Gabriele Santoro, il venerdì 7/10/2016, 7 ottobre 2016
CROCI, STRISCE O MEZZELUNE, LE BANDIERE FANNO STORIA
«È con queste bazzecole che si guidano gli uomini» sosteneva Napoleone Bonaparte. Il legame fra vita, politica, guerra e pezzi di tessuto al vento è inestricabile dall’alba della società umana. Quel che più colpisce nel volume La stoffa delle nazioni (Odoya, pp. 320, euro 22), denso per informazioni, illustrazioni e intenso per il ritmo narrativo, sono gli elementi comuni a più bandiere, pur nella diversità delle geometrie e dei colori.
Bruno Cianci, storico e giornalista di stanza a Istanbul, ricostruisce soprattutto il rapporto tra i vessilli di tipo moderno e lo sviluppo del concetto di Stato nazione. E ricorda che tra le bandiere dei 193 Stati sovrani rappresentati alle Nazioni Unite cinque derivano da disegni di origine medievale, mentre più di sette su dieci hanno visto la luce dal Ventesimo secolo a oggi. Il rosso è il colore più diffuso.

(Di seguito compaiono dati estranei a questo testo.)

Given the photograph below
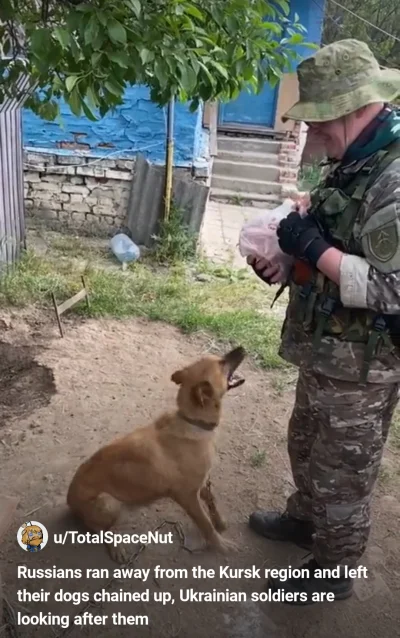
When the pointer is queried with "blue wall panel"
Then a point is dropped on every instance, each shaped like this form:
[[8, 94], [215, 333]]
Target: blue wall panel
[[137, 126]]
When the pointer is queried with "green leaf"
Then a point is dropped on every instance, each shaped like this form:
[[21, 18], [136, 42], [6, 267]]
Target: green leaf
[[92, 29], [146, 56], [112, 88], [221, 69], [194, 12], [136, 6], [92, 97], [297, 38], [96, 57], [75, 102], [62, 36], [116, 31], [70, 82], [120, 58], [88, 112], [49, 111], [188, 78]]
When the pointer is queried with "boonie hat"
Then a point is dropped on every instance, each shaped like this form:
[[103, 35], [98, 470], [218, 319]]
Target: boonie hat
[[339, 79]]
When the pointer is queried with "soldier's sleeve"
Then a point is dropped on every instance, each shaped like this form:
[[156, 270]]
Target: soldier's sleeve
[[373, 281]]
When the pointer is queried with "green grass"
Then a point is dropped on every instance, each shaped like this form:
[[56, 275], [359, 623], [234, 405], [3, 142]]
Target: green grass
[[229, 305], [394, 436]]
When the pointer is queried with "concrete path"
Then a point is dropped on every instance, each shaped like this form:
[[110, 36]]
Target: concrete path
[[220, 232]]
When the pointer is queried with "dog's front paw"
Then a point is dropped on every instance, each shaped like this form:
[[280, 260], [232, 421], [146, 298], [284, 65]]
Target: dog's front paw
[[220, 525], [224, 545]]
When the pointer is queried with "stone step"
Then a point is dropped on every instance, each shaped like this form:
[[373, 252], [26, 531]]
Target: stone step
[[247, 157], [258, 199], [246, 185], [245, 170], [248, 145]]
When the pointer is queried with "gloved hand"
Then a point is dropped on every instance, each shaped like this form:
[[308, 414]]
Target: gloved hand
[[267, 272], [301, 238]]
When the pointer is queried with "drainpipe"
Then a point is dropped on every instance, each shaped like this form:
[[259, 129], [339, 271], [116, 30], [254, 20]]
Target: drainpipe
[[169, 158]]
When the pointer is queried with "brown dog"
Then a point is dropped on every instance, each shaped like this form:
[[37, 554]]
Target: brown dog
[[170, 458]]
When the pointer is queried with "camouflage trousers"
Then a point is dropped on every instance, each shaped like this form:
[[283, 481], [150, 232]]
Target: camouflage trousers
[[337, 432]]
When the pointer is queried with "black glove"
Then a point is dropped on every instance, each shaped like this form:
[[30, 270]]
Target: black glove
[[301, 237], [259, 272]]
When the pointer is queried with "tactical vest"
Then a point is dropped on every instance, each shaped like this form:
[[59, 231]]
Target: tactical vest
[[336, 205]]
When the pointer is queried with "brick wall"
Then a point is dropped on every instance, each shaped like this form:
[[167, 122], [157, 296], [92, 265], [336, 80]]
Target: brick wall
[[77, 193]]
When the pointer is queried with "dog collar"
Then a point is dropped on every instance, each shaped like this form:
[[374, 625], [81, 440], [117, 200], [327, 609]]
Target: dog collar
[[204, 425]]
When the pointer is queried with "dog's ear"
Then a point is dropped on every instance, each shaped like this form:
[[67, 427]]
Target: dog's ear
[[202, 393], [177, 377]]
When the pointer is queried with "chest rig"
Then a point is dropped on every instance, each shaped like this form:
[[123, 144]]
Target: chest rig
[[336, 205]]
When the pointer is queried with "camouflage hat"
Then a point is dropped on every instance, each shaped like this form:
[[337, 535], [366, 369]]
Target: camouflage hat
[[340, 79]]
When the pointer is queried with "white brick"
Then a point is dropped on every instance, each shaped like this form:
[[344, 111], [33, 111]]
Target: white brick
[[42, 159], [75, 188], [71, 159], [47, 186], [64, 216], [126, 165], [61, 170], [92, 182], [50, 207], [122, 175], [90, 171], [48, 196], [104, 210], [75, 198], [104, 163], [104, 220], [32, 177], [76, 208], [105, 201], [55, 179], [92, 201], [100, 191], [78, 218]]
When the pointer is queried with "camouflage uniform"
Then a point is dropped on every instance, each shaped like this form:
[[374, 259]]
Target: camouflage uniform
[[339, 426]]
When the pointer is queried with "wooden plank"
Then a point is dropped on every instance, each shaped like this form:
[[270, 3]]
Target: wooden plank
[[8, 507], [66, 305]]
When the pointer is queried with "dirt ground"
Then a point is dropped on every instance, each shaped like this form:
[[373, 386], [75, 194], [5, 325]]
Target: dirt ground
[[63, 398]]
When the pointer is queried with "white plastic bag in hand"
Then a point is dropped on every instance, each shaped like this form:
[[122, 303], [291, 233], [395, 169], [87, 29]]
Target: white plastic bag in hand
[[258, 240]]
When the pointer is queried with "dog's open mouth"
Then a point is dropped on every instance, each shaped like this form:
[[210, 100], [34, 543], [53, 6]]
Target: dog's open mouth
[[234, 381]]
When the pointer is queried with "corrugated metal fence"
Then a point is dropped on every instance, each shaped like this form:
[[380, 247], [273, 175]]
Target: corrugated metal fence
[[12, 209], [147, 196]]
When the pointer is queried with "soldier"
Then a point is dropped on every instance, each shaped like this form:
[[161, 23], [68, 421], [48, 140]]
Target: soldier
[[341, 328]]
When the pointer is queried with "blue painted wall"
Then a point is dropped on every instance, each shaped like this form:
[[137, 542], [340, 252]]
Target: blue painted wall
[[137, 126], [260, 109], [311, 16]]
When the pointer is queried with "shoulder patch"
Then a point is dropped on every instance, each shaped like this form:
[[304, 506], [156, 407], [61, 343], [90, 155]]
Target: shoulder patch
[[383, 242]]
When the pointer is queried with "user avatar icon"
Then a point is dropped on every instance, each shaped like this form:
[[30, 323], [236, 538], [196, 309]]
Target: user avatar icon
[[32, 536]]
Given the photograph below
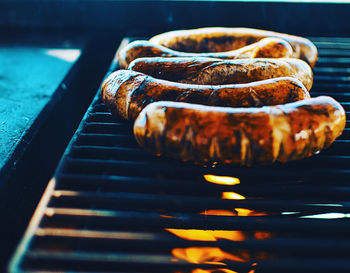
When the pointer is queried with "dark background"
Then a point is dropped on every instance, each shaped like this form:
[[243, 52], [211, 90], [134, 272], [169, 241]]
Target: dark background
[[99, 27]]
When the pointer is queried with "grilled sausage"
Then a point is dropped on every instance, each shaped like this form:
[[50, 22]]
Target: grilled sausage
[[243, 136], [127, 92], [216, 71], [224, 39], [265, 48]]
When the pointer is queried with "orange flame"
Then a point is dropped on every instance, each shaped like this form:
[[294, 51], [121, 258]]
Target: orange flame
[[224, 270], [205, 255], [232, 195], [215, 255], [207, 235], [221, 180]]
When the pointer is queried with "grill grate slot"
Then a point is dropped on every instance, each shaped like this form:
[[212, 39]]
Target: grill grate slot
[[115, 208]]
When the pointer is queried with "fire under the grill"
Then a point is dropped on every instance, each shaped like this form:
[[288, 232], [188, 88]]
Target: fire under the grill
[[112, 207]]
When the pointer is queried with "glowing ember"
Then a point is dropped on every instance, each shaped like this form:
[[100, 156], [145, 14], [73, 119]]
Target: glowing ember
[[207, 235], [218, 270], [205, 255], [232, 195], [219, 212], [221, 180], [262, 235]]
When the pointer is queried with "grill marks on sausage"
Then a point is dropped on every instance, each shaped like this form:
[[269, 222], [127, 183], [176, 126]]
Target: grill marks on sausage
[[244, 136], [224, 39], [129, 98], [215, 71], [268, 48]]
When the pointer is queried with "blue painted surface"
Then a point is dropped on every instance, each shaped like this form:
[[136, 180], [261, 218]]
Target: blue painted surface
[[29, 76]]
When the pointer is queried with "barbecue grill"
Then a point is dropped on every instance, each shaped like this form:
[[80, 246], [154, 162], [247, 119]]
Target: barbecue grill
[[112, 207]]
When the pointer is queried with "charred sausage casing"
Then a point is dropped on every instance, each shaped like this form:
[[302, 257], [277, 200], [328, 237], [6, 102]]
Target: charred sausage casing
[[127, 92], [240, 135], [265, 48], [217, 71], [218, 39]]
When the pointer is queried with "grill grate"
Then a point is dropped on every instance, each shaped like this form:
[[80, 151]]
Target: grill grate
[[111, 205]]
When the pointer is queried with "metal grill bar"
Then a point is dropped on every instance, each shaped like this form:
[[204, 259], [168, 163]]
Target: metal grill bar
[[116, 208]]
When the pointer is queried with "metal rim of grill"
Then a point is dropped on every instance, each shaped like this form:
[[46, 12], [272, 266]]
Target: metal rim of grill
[[109, 203]]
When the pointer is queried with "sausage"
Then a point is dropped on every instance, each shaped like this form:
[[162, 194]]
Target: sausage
[[224, 39], [127, 92], [265, 48], [216, 71], [243, 136]]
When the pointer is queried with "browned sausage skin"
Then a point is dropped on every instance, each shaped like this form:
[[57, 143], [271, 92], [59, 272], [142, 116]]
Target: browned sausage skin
[[223, 39], [127, 92], [243, 136], [265, 48], [216, 71]]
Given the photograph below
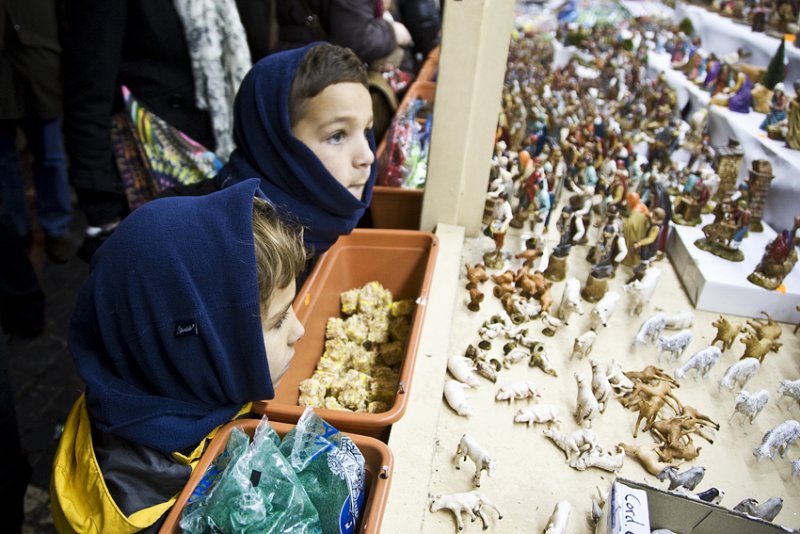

Il libro ci propone subito una contraddizione: il più antico e noto vessillo nazionale, la senyera catalana, è ancora senza uno Stato. Il più vecchio Penó de la Conquesta, reliquia lunga circa due metri, risale infatti al Duecento. Composto da nove strisce gialle e rosse alternate, il «panno» che è il simbolo della Catalogna nacque dallo scudo aragonese, continua a incarnare l’anelito indipendentista e i valori culturali della comunità catalana e nel tempo ha ispirato decine di bandiere, a livello locale e in Europa, per esempio quelle dei regni di Sicilia (con due aquile sveve nere), di Napoli e della Sardegna.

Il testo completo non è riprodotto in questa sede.